Jimmy and Claire Nice said Friday they’re uncertain if they’ll fight Olsen, but they want Ian to stay at Sunset Memorial.

It’s just a few miles from their small home near downtown Twin Falls, out past the Motor-Vu Drive Inn theater. Jimmy’s parents are buried next to Ian; so is Jimmy’s long-dead brother, who died at 18 months.

“He’s our one bright spot,” Claire Nice says, of visits to Ian. “I don’t know why they just can’t leave him in peace.”

Family friction

Even before the deaths of the children, there was friction between the Nice and Olsen families, the families say.

When Ian drowned May 9, 2004, tensions escalated.

Olsen, then a 25-year-old mother of four, was at home at the time.

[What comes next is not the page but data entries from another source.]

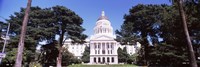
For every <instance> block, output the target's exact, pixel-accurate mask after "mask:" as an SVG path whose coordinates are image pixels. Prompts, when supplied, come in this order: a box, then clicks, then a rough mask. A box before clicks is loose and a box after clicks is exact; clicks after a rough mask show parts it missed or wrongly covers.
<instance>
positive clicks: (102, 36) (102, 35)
mask: <svg viewBox="0 0 200 67" xmlns="http://www.w3.org/2000/svg"><path fill="white" fill-rule="evenodd" d="M91 40H114V38H113V37H111V36H106V35H101V36H96V37H94V38H92V39H91Z"/></svg>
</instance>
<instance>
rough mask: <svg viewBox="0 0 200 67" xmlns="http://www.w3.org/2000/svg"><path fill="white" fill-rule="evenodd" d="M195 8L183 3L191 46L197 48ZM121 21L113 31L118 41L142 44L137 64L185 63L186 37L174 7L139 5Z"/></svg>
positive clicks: (190, 2) (186, 56)
mask: <svg viewBox="0 0 200 67" xmlns="http://www.w3.org/2000/svg"><path fill="white" fill-rule="evenodd" d="M195 3H197V4H199V3H198V2H195ZM186 5H187V6H186ZM188 5H189V6H188ZM197 6H198V5H195V4H194V3H192V2H186V4H185V6H184V7H185V8H186V9H185V10H186V15H187V20H188V28H189V33H190V34H191V35H190V37H191V38H192V43H193V45H199V44H200V39H199V33H200V32H199V31H200V30H199V28H200V24H199V22H198V21H199V20H200V19H199V15H200V13H199V11H198V10H199V8H197ZM124 19H125V21H124V23H123V24H122V26H121V29H120V30H118V31H116V33H117V34H118V35H117V37H118V40H120V42H131V41H134V40H135V41H139V42H140V43H141V44H142V48H141V50H140V52H139V58H138V60H139V61H138V63H140V62H142V63H143V64H147V65H154V64H155V65H156V64H157V65H161V66H162V65H163V66H166V64H167V66H178V65H180V64H182V62H185V61H188V59H187V57H188V53H187V50H188V48H187V46H186V45H187V41H186V36H185V35H184V34H183V33H184V30H183V24H182V23H181V18H180V15H179V13H178V10H177V8H176V5H175V6H168V5H142V4H139V5H137V6H134V7H132V8H131V9H130V10H129V14H126V15H125V16H124ZM130 37H135V38H130ZM138 39H139V40H138ZM161 59H162V60H166V61H161ZM169 61H171V62H169ZM172 62H173V63H172Z"/></svg>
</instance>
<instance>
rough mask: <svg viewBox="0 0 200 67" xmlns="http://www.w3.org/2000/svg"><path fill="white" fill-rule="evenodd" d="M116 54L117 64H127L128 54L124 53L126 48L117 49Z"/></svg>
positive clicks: (128, 57) (127, 53)
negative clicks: (117, 58)
mask: <svg viewBox="0 0 200 67" xmlns="http://www.w3.org/2000/svg"><path fill="white" fill-rule="evenodd" d="M117 54H118V62H119V63H127V60H128V59H129V54H128V53H127V51H126V47H124V48H123V50H122V49H121V48H118V49H117Z"/></svg>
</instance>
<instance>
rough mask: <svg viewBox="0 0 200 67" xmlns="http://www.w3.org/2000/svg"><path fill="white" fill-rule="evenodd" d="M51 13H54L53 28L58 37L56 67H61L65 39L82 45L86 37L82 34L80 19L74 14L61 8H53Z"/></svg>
mask: <svg viewBox="0 0 200 67" xmlns="http://www.w3.org/2000/svg"><path fill="white" fill-rule="evenodd" d="M53 11H54V13H55V20H56V22H55V27H56V28H57V29H56V32H57V33H56V35H58V36H59V40H58V49H59V53H58V57H57V67H61V66H62V65H61V63H62V62H61V61H62V52H63V50H62V49H63V48H62V46H63V44H64V42H65V40H66V39H68V38H70V39H72V40H73V41H74V42H78V43H83V42H84V39H85V38H86V37H87V36H86V35H84V34H82V32H83V31H84V29H83V28H82V27H81V24H82V21H83V20H82V19H81V18H80V17H79V16H78V15H77V14H75V13H74V12H73V11H71V10H70V9H67V8H65V7H63V6H55V7H53Z"/></svg>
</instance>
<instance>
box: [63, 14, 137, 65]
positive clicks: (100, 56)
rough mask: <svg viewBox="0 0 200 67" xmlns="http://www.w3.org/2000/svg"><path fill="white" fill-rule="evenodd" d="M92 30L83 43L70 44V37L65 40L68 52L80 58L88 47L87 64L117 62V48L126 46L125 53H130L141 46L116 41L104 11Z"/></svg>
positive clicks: (130, 53) (135, 52) (115, 62)
mask: <svg viewBox="0 0 200 67" xmlns="http://www.w3.org/2000/svg"><path fill="white" fill-rule="evenodd" d="M93 31H94V34H93V35H91V37H90V38H88V39H86V40H85V41H86V43H84V44H72V43H71V40H70V39H68V40H66V41H65V44H66V45H67V46H68V50H69V52H71V53H72V54H74V56H76V57H77V58H78V59H81V57H82V54H83V52H84V50H85V47H90V59H89V60H90V62H89V63H88V64H118V54H117V49H118V48H122V49H123V48H124V47H126V50H127V53H128V54H130V55H132V54H134V53H136V48H140V47H141V44H140V43H139V42H137V43H136V45H121V44H120V43H119V42H117V41H116V40H115V38H116V35H115V34H114V32H113V27H112V25H111V22H110V21H109V19H108V17H107V16H106V15H105V12H104V11H102V13H101V15H100V17H99V18H98V19H97V22H96V25H95V27H94V28H93Z"/></svg>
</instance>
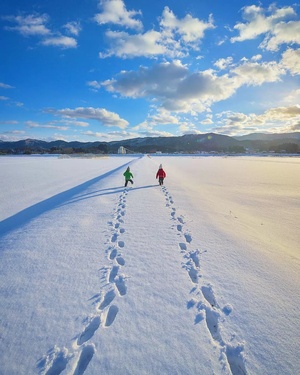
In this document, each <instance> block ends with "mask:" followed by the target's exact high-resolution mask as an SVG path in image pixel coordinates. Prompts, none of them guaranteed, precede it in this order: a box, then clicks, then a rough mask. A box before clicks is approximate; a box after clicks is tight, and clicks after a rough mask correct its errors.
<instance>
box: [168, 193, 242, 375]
mask: <svg viewBox="0 0 300 375" xmlns="http://www.w3.org/2000/svg"><path fill="white" fill-rule="evenodd" d="M162 192H163V194H164V195H165V199H166V207H167V208H169V210H170V215H171V219H172V221H174V224H173V229H174V230H175V231H176V232H177V235H178V237H179V242H178V248H179V251H180V253H181V254H182V257H183V261H182V267H183V268H184V269H185V270H186V272H187V275H188V277H189V278H190V280H191V283H192V285H193V288H192V290H191V292H190V294H191V295H192V296H193V297H192V298H191V299H190V300H189V301H188V302H187V308H188V309H193V310H194V311H195V318H194V323H195V324H199V323H201V322H204V324H206V327H207V329H208V331H209V334H210V336H211V339H212V340H213V342H214V343H215V344H216V345H217V346H218V347H219V349H220V358H219V360H220V362H221V366H222V368H223V370H224V371H225V373H226V372H227V373H228V372H229V373H230V374H232V375H244V374H247V371H246V367H245V359H244V353H243V352H244V344H242V343H238V344H237V345H235V346H234V345H232V344H230V343H228V342H225V340H224V339H223V337H222V325H221V323H222V322H224V321H225V319H226V316H228V315H229V314H230V313H231V312H232V306H231V305H230V304H226V305H225V306H224V307H223V308H222V307H221V306H220V305H219V304H218V301H217V297H216V295H215V292H214V288H213V286H212V285H211V284H209V283H205V281H204V280H203V277H202V275H201V252H200V250H199V249H195V248H193V246H192V239H193V238H192V235H191V233H190V232H189V230H188V228H187V225H186V223H185V221H184V217H183V216H181V215H177V210H176V207H175V205H174V200H173V198H172V195H171V194H170V193H169V191H168V189H167V188H166V187H165V186H163V187H162ZM234 336H235V335H234V334H233V335H232V337H234Z"/></svg>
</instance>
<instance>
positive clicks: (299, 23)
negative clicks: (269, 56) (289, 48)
mask: <svg viewBox="0 0 300 375" xmlns="http://www.w3.org/2000/svg"><path fill="white" fill-rule="evenodd" d="M281 44H290V45H292V44H300V21H290V22H288V23H283V22H281V23H279V24H277V25H275V27H274V28H273V30H272V32H271V34H270V36H267V37H266V38H265V40H264V41H263V42H262V43H261V45H260V47H261V48H266V49H267V50H269V51H277V50H278V48H279V47H280V45H281Z"/></svg>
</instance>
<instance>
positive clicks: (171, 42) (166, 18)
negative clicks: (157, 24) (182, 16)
mask: <svg viewBox="0 0 300 375" xmlns="http://www.w3.org/2000/svg"><path fill="white" fill-rule="evenodd" d="M212 28H214V25H213V21H212V17H210V18H209V20H208V22H205V21H201V20H199V19H198V18H193V17H192V16H191V15H186V16H185V17H184V18H183V19H181V20H180V19H178V18H176V16H175V15H174V13H173V12H172V11H171V10H170V9H169V8H168V7H165V8H164V11H163V15H162V17H161V20H160V30H159V31H156V30H148V31H146V32H145V33H138V34H130V33H128V32H124V31H113V30H109V31H107V32H106V38H107V40H108V42H109V44H110V47H109V49H108V50H107V51H106V52H100V53H99V57H100V58H106V57H110V56H118V57H122V58H132V57H138V56H145V57H149V58H151V57H156V56H159V55H164V56H168V57H172V58H179V57H180V58H182V57H184V56H187V55H188V52H189V49H191V48H192V49H194V50H199V44H200V41H201V39H202V38H203V37H204V32H205V31H206V30H208V29H212Z"/></svg>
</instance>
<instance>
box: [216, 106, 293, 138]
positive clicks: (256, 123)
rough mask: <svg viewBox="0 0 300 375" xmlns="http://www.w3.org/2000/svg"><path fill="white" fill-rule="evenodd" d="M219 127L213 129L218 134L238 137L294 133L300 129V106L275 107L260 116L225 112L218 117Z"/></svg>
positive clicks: (217, 123)
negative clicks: (255, 135)
mask: <svg viewBox="0 0 300 375" xmlns="http://www.w3.org/2000/svg"><path fill="white" fill-rule="evenodd" d="M216 117H217V118H218V119H219V120H218V122H217V124H218V126H217V127H215V128H214V129H213V131H216V132H218V133H222V134H228V135H237V134H247V133H249V132H255V131H260V132H262V131H263V132H275V133H285V132H293V131H297V130H298V129H299V124H300V106H299V105H294V106H288V107H275V108H271V109H268V110H267V111H265V112H264V113H262V114H260V115H256V114H254V113H251V114H244V113H240V112H232V111H225V112H222V113H219V114H217V115H216Z"/></svg>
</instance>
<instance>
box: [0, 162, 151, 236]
mask: <svg viewBox="0 0 300 375" xmlns="http://www.w3.org/2000/svg"><path fill="white" fill-rule="evenodd" d="M128 164H130V162H129V163H125V164H123V165H121V166H120V167H118V168H115V169H113V170H111V171H109V172H107V173H104V174H103V175H101V176H98V177H95V178H93V179H91V180H89V181H86V182H84V183H82V184H80V185H78V186H75V187H73V188H71V189H69V190H66V191H63V192H61V193H58V194H56V195H54V196H53V197H51V198H47V199H45V200H43V201H41V202H39V203H36V204H34V205H32V206H31V207H28V208H25V209H24V210H22V211H20V212H18V213H17V214H15V215H13V216H10V217H8V218H7V219H4V220H2V221H1V222H0V237H1V236H4V235H5V234H7V233H9V232H10V231H13V230H15V229H17V228H20V227H22V226H23V225H25V224H27V223H28V222H30V221H31V220H33V219H34V218H36V217H38V216H40V215H42V214H43V213H45V212H47V211H50V210H52V209H54V208H56V207H59V206H64V205H67V204H72V203H75V202H78V201H81V200H84V199H90V198H94V197H98V196H101V195H109V194H117V193H121V192H123V191H124V189H127V190H129V191H134V190H138V189H147V188H151V187H154V186H158V185H148V186H141V187H129V188H128V187H127V188H125V187H124V186H118V187H114V188H108V189H101V190H97V191H94V192H91V193H86V194H83V195H81V196H80V195H79V194H80V193H81V192H83V191H84V190H86V189H87V188H89V187H90V186H92V185H93V184H96V183H97V182H99V181H101V180H102V179H104V178H106V177H108V176H110V175H112V174H113V173H115V172H117V171H119V170H120V169H123V168H124V167H125V166H127V165H128ZM78 195H79V196H78ZM75 196H76V197H75Z"/></svg>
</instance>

Fingers were pointed, both families said.

She separated from Jim Junior Nice, then sought divorce three months later.

The Idaho Department of Health and Welfare took Justin, Spencer and Raquel and gave temporary guardianship to Olsen’s parents in Hagerman, Idaho. Today, she concedes neither she nor her former husband had the skills to raise four children. They were “worse than paycheck-to-paycheck” poor, frustrated, overmatched.

Eventually, an agreement was reached: Living with her parents, Olsen would be the main custodian during the school year, while Jim Junior Nice would have the children summers and some holidays. By then, he was working at the Idaho Department of Juvenile Corrections; she was a student at College of Southern Idaho in Twin Falls.

Jim Junior Nice didn’t respond to requests for an interview from prison.

Olsen’s parents also declined to comment for this story.

But Claire Nice, who treasures the Japanese origami foldings her son now sends her from the North Idaho Correctional Institution in Orofino, says she’s still trying to understand what happened the day he decided to kill his own three kids. She does know this: Jim Junior Nice wanted his former wife back.

In 2006, a doctor concluded Jim Junior Nice killed his children, then attempted suicide because he thought it was the best way “to move to an ‘after life,’ where they would be together and not have to return the children to the (maternal) grandparents,” according to court documents reviewed by the Associated Press.

Olsen believes her former husband killed the three children out of spite. He was angry at her for not reconciling – he had trailed her on the college campus – and he’d failed to overcome his son’s drowning.

Waiting, hoping

Olsen is awaiting the court’s decision in the case before she can transport her son’s remains to Mackay. She’s already received a disinterment permit from the Idaho Department of Health and Welfare and has found a funeral home to do the work.

She keeps a framed picture of Justin, Spencer and Raquel – taken by a professional portrait photographer – on the back seat of the two-door Chevrolet that she drives between home in Hagerman and classes in Twin Falls. The problem is, Ian isn’t in it; it was taken after he died.

“I’m so sorry to start to lose what my kids look like when they were all together,” said Olsen. “That’s the toughest thing.”